The report says the gap between what workers earn and what housing costs in the GTHA has widened to an “unprecedented size” as an income of over $200,000 is now needed to purchase a home in the region.

For example, the annual income required to purchase an average home in Toronto is $234,981, meanwhile the annual median household income is $100,401. Similarly, the annual income needed to buy a home in Hamilton is $214,025, while the reported annual median household income is $96,111.

Those looking to buy homes in Toronto specifically need to allot 76.9 percent of their income to mortgage payments as the city’s price-to-income ratio has climbed to 11.6 times the median household income, the report indicates.

The report says that middle-income workers are left with two choices—to move away from the GTHA to areas with more affordable housing, or to remain in the region in “unaffordable, unsuitable, and/or crowded housing.”

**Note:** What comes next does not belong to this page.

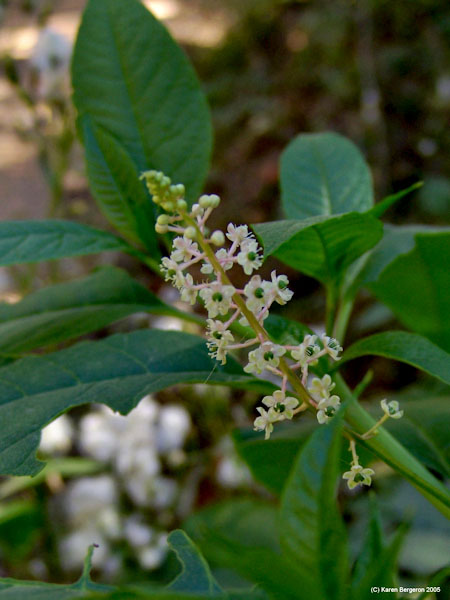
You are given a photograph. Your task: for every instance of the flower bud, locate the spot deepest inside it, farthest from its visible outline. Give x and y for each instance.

From 2014 to 2024, more than 500,000 GTHA residents moved to other regions in Ontario such as Simcoe, Niagara, Middlesex, Ottawa, and Wellington, the report says, according to StatCan data.

During the same period, around 31,000 GTHA residents moved to other provinces in Canada, such as B.C., Alberta, Nova Scotia, and New Brunswick.

Impacts of Unaffordable Housing

The report cited 2023 data from the The Canadian Centre for Economic Analysis that identified 270,000 “essential workers” in the GTHA commute more than 90 minutes to work each way.

This “commuting burden” puts a significant drain not only on quality of life but job performance and public safety, the report argues.

Time and energy for self care, family, interests outside of work, physical health, mental health, and overall quality of life were the most common areas the workers said were impacted by long commutes, while two-thirds considered changing jobs to work closer to home or moving to be closer to work.

“This isn’t just a housing affordability crisis,” Woo said. “It’s a threat to the social and economic fabric of Canada’s largest urban region.”

Employers’ ability to hire new staff is also impacted, the report said, leading to service delivery and business productivity losses, and regional competitiveness declines as talented workers look elsewhere for work, which decreases the region’s economic potential overall.

One in 10 Toronto residents used a food bank in 2024, which was a 38 percent increase from 2023 and a 283 percent increase compared to the before the pandemic, according to data from the annual Toronto Daily Bread Food Bank report.

Homelessness has become an increasing threat to low and middle-income workers in the GTHA due to housing costs, the report says. Nineteen percent of those who engaged in a survey from Toronto’s Shelter, Support and Housing Administration reported they were homeless because they “did not have enough income for housing,” while 11 percent said they were working full-time, part-time, casually, or informally.

The report says that the factors that have been influencing housing supply and driving up prices in the GTHA include population growth and demand outpacing supply, housing supply growth constrained by bureaucratic barriers and processes, wage growth and incomes lagging behind house prices, limited affordable rentals and low vacancy rates, and housing in general prioritized as an investment over affordability.